You mean dismissed as in not believing the result or not being impressive? (unclear if that's what you mean later by resenting and if it is tied to this statement)


I mean dismissed as in not being impressive. "Yeah, yeah, I should have seen that. It is obvious. No big deal."

And if you use the software as a backup, people don't respond well to their dumb mistakes being pointed out. And the result is that people put effort in to not making dumb mistakes...and therefore either slow down or have less time for what humans can do better than computers.

In theory it should work a lot better than it actually does.


What if you use the human as the backup? So they are looking for things the ML system missed. (As well as confirming the things it found.)


So a lot like the centaur era in chess competitions.


> humans wind up resenting the computer...

basis for this assertion?


I think this could be a new milestone, compared to what you saw, because it uses deep neural networks.

I also am not sure saying computers can't catch the hard ones is true in light of this. It seems like a deep neural network would be useful to catch the hard ones.

I agree with using the two together, but I don't see why the two can't be different AI subsystems. That seems to be what they're going for at IBM. Some of the power comes from a scientific model, while more power comes from well-trained deep learning networks.
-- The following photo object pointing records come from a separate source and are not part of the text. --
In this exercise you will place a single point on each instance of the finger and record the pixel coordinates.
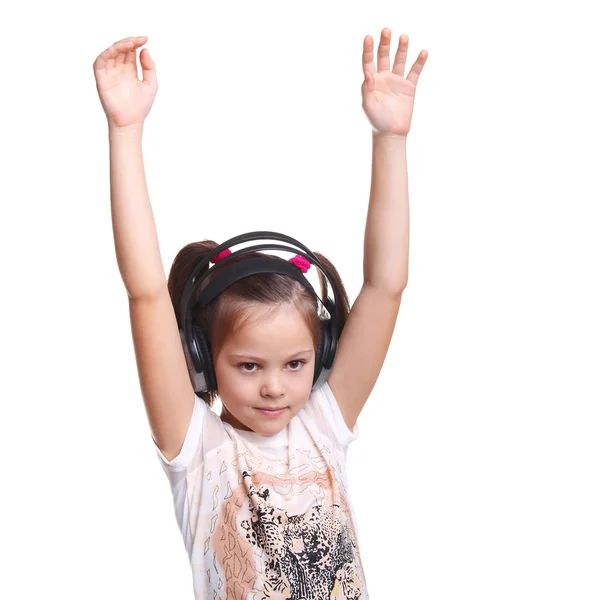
(400, 59)
(414, 73)
(383, 52)
(137, 43)
(148, 68)
(107, 58)
(368, 63)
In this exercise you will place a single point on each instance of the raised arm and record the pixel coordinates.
(164, 380)
(388, 103)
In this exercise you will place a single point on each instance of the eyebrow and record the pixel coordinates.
(257, 359)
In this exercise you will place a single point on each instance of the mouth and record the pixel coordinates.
(272, 412)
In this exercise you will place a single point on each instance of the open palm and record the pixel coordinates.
(125, 99)
(388, 97)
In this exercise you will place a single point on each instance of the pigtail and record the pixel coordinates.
(334, 276)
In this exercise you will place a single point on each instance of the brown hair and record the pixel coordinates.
(230, 310)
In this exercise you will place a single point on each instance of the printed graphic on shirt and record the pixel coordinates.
(308, 556)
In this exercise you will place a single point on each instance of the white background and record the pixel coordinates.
(476, 474)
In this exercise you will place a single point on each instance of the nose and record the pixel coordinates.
(272, 386)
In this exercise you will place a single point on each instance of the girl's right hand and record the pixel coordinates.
(125, 99)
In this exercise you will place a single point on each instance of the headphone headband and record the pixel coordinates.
(196, 346)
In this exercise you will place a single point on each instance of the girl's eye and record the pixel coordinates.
(296, 365)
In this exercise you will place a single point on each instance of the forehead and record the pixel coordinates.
(272, 330)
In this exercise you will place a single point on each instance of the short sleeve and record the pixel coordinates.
(333, 416)
(191, 443)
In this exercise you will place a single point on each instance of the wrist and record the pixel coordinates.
(135, 129)
(388, 136)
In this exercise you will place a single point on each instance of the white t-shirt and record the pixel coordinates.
(268, 517)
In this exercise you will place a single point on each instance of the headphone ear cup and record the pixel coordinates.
(319, 355)
(198, 359)
(327, 345)
(330, 337)
(203, 359)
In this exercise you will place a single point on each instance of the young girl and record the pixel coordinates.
(260, 492)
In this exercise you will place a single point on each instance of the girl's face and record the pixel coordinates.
(266, 365)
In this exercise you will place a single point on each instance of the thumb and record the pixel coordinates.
(148, 68)
(368, 82)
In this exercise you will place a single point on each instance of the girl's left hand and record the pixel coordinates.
(388, 96)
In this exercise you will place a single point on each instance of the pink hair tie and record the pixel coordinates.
(302, 263)
(221, 255)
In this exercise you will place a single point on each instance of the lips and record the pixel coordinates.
(271, 412)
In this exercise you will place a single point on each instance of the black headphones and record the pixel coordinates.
(194, 339)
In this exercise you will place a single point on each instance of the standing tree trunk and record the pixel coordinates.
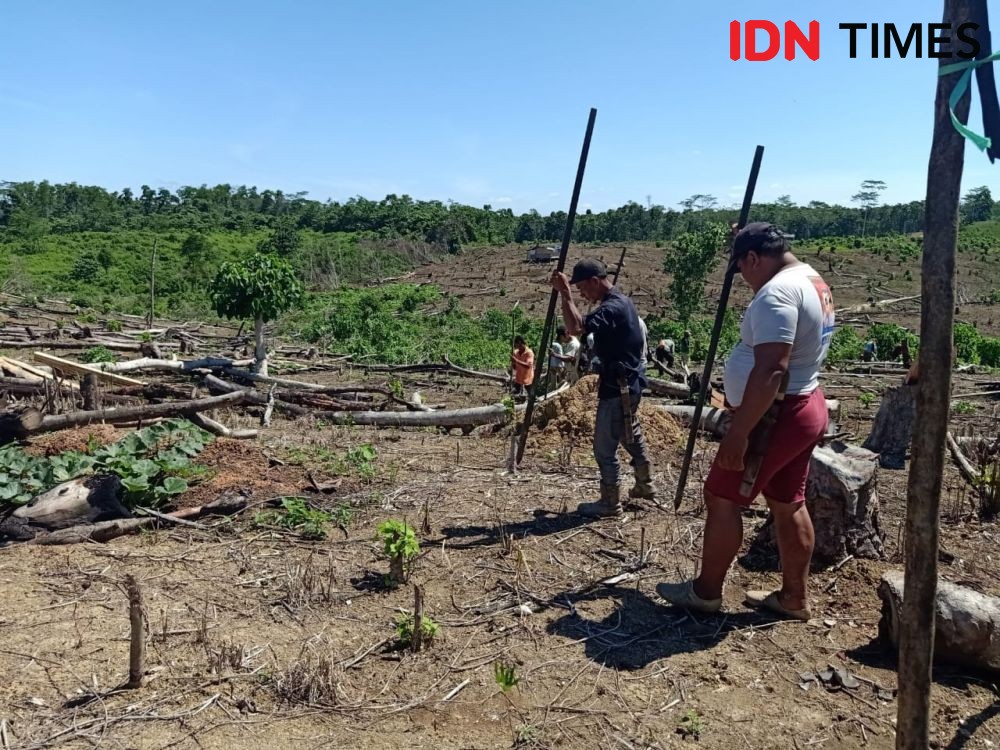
(944, 181)
(260, 351)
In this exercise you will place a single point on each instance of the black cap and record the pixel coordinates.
(753, 236)
(588, 268)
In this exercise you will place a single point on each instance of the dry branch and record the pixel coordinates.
(168, 409)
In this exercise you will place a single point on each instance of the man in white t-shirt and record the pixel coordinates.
(785, 335)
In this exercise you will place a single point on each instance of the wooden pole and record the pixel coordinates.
(152, 285)
(542, 355)
(944, 181)
(713, 345)
(137, 641)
Before Alpha Zero, advances in self-driving cars, and face detection advances, I'd have agreed with you.


Anything related to AI coming out of IBM should be viewed with a huge dose of skepticism. They're honestly one of the worst offenders in overselling the capabilities of their products, bordering out outright fraud. There is certainly a lot of promise to the application of recent computer vision algos on medical imaging data, but I wouldn't bet much on IBM being anything close to a leader in this space.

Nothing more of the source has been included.